“Well, you didn’t stay very long, good little woman. I was keeping up my spirits with a song; and, in spite of my music, beginning to miss you.”
And, meeting her as she entered the room, he led her, with his arm about her waist, to a chair, in which, with a kiss, he placed her.
“All this seems to me like a dream. I can’t believe it; but, if it be, woe to the fool who wakes me! No, darling, it’s no dream, is it?” he said, smiling, and kissed her again. “The happiest day of my life,” he said, and through his eyes smiled upon her a flood of the tenderest love.
A little more such talk, and then they sat down to that memorable cup of tea—“the first in our own house.”
The delightful independence—the excitement, the importance—all our own—cups, spoons, room, servants—and the treasure secured, and the haven of all our hopes no longer doubtful or distant. Glorious, beautiful dream! from which death, wrinkles, duns, are quite obliterated. Sip while you may, your pleasant cup of—madness, from that fragile, pretty china, and may the silver spoon wherewith you stir it, prove to have come into the world at the moment of your birth, where fortune is said to place it sometimes.
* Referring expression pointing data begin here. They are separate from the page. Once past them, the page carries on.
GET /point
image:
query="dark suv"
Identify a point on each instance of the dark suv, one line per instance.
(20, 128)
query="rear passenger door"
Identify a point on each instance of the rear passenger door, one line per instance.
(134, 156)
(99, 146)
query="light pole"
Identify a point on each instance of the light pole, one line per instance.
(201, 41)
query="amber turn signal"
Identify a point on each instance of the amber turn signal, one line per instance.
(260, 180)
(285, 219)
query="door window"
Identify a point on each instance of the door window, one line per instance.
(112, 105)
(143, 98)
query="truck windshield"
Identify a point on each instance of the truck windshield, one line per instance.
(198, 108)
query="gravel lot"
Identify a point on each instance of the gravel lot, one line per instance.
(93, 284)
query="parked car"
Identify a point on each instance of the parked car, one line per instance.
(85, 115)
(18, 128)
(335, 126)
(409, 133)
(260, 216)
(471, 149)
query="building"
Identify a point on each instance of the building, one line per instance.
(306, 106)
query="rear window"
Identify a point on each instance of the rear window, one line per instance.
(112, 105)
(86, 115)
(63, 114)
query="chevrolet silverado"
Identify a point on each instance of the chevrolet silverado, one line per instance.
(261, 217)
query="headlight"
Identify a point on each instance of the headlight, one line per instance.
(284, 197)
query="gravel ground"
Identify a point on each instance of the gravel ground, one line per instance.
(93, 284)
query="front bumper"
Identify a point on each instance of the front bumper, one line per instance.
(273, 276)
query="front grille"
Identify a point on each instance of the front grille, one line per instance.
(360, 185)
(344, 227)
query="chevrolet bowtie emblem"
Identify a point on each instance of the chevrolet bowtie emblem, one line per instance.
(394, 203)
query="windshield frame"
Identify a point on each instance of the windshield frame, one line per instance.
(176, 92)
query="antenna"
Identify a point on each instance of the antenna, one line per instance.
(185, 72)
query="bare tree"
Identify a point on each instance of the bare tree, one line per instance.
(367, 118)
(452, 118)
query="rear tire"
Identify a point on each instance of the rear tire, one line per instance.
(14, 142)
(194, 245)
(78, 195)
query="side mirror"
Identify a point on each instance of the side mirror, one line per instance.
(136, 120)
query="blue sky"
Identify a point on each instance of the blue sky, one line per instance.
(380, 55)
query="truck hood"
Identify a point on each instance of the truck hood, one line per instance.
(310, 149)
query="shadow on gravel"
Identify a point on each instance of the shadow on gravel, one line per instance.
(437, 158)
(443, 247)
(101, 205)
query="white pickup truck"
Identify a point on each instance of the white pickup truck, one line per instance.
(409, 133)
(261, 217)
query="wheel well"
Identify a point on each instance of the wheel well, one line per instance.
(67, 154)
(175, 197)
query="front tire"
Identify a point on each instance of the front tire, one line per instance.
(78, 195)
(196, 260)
Next morning the sun shone clear over Carwell Grange, bringing into sharp relief the joints and wrinkles of the old gray masonry, the leaves and tendrils of the ivy, and the tufts of grass which here and there sprout fast in the chinks of the parapet, and casting, with angular distinctness upon the shingled roof, the shadows of the jackdaws that circled about the old chimney. A twittering of small birds fills the air, and the solemn cawing comes mellowed on the ear from the dark rookery at the other side of the ravine, that, crossing at the side of the Grange, debouches on the wider and deeper glen that is known as the Vale of Carwell.
Youth enjoys a change of abode, and with the instinct of change and adventure proper to its energies, delights in a new scene.
Charles Fairfield accompanied his young wife, who was full of curiosity, and her head busy with a hundred plans, as in gay and eager spirits she surveyed her little empire.
“This is the garden—I tell you, lest you should mistake it for the forest where the enchanted princess slept, surrounded by great trees and thickets—it excels even the old garden at Wyvern. There are pear-trees, and plum, and cherry, and apple. Upon my word, I forgot they were so huge, and the jungles are raspberries and gooseberries and currants. Did you ever see such thickets, and nettles between. I’m afraid you’ll not make much of this. When I was a boy those great trees looked as big and mossgrown as they do now, and bore such odd crabbed little fruit, and not much even of that.”
“It will be quite beautiful when it is weeded, and flowers growing in the shade, and climbing plants trained up the stems of the trees, and it shan’t cost us anything; but you’ll see how wonderfully pretty it will be.”
“But what is to become of all your pretty plans, if flowers won’t grow without sun. I defy any fairy—even my own bright little one—to make them grow here; but, if you won’t be persuaded, by all means let us try. I think there’s sunshine wherever you go, and I should not wonder, after all, if nature relented, and beautiful miracles were accomplished under your influence.”